We each have our heroes, some may have achieved far more or less than others but that does not diminish our enjoyment of their achievements. My reason for supporting many is down to having their deeds recorded.
Problem is that today it would seem that Design Houses are just too big or “Designers” have lost the ability of their predecessors to design a complete course by themselves. From what Tom Doak’s has mentioned the trend is to split the design and have different peoples working on different aspects. That’s my understand of Tom’s passed comments and perhaps explains why the spark seems to have been lost in many of the latest designs.
Unlike Tom, I feel the history of the game and that of the courses need to be know, their original designer(s) and all subsequence modification given reasons why and by whom. For a few seconds, the time taken to note the names we have a path leading back through the years of a man life and times. Its translates into his life’s work and it is all there for those who love his work to follow. Tom may have made the cut, his name will be remembered, but what about the others who still achieved, but not to the height of our Mr Doaks.
If we are going to have a history, then let’s have a history and record the life of the club which after all is around the golf course. Who knows what the future will hold, due to the size of a golf courses and the environmental cost future Governments might ban them in favour of fields of eatable crops The Great Game of Golf to be in future played upon the small screen of an X-Box.

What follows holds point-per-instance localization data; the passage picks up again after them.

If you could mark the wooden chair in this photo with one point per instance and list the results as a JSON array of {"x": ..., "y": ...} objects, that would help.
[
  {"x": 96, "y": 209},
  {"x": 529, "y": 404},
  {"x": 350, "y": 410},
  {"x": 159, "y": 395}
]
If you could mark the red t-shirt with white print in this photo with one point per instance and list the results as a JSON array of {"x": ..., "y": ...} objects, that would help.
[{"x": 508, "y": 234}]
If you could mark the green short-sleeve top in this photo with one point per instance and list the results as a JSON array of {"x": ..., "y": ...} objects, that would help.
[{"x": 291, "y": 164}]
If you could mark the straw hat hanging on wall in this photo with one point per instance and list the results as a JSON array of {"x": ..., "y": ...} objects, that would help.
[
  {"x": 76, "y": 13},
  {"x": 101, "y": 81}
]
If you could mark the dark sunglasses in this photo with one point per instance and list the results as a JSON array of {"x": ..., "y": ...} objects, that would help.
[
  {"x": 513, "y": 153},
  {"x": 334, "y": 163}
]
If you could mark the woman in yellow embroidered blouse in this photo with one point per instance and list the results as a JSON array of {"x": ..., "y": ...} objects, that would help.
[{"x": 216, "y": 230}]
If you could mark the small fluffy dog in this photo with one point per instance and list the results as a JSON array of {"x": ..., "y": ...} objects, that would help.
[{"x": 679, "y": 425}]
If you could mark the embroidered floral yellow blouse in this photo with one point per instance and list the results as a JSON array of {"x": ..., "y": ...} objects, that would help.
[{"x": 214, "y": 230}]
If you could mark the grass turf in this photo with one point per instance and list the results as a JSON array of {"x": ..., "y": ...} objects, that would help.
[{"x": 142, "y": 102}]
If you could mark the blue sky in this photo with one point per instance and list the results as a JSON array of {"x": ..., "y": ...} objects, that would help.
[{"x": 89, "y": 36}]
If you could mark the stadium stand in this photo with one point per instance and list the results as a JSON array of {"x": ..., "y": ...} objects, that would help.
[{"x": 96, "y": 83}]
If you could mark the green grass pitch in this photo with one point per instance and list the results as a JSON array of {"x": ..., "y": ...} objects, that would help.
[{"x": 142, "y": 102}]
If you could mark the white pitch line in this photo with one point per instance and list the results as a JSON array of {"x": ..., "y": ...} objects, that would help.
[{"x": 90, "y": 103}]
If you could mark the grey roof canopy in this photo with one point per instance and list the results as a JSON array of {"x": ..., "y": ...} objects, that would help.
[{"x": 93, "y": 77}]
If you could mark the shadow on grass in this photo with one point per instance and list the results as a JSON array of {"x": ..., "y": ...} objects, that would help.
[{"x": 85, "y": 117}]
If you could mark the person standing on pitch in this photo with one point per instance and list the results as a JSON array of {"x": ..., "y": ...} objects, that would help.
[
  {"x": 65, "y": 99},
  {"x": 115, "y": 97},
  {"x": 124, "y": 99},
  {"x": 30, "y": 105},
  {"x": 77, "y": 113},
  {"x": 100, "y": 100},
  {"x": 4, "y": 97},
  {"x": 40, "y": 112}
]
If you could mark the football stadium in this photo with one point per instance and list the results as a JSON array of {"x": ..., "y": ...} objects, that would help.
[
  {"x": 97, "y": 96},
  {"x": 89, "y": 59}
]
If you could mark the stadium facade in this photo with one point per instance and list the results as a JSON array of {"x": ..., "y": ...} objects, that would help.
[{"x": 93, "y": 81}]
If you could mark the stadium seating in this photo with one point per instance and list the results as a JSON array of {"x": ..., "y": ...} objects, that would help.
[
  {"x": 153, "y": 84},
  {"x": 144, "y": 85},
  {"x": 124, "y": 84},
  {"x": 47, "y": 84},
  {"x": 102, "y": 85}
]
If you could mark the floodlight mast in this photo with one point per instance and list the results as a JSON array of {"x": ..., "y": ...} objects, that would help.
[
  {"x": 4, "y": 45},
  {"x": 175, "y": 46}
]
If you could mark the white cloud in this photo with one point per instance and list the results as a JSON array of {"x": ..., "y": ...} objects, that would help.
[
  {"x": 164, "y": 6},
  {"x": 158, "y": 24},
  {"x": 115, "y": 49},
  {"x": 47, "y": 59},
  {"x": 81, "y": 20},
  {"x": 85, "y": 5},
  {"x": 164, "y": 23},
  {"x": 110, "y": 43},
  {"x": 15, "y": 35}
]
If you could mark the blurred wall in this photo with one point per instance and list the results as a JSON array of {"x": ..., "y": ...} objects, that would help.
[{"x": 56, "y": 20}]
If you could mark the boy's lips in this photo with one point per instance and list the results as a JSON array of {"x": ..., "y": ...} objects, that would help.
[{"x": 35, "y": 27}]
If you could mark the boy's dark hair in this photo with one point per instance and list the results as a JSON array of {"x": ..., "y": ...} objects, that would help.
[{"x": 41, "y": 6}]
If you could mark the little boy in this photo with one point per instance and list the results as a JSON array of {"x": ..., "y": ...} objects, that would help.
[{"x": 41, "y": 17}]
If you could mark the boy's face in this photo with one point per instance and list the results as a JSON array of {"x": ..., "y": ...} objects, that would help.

We need records for posterity and for no other reason than to shut up researchers who just sit upon their backside and do not go out into the fields to undertake a much closer study. Copies of books or’ Golf’ do not hold all the answers, hard and long hours of reading old local records is the main way forward as it also explains from time to time the reasons for the changes. There is also the added benefit of seeing the site of the course, be it now a housing estate, under a school, a ploughed field or allowed to return to its natural state.
The exhilaration of finding an old closed and/or lost golf course is so bitter yet sweet, bitter as the search is finished, sweet because you have achieved what you set out to find.
Mr Doak the record requires the name(s) of the individual(s) who designed the course. If it’s a composite design then say so and declare the participants confirming their responsibilities. If the guys who signed off the design did not participate in the actual site location, survey or design, just his name over the door of the Design House then that too should be declared.
If Golf is an open and honest game then we deserve the name of the course designers and how the work was broken down. Or have we moves so far away from the core roots of GCA that we no longer feel the need or for that matter want to honour the new designer(s).
Let’s have our heroes Mr Doaks, including you as we are mere humans and need inspiration from others, it’s what can keep us going through the hard times .
Take Golf away from nature and you no longer have a game called Golf – the guys in the 19th and early 20th Century knew that seems that some of the latest GCA’s have forgotten it, still we want their names – more to keep them out of the hallowed Halls of Records.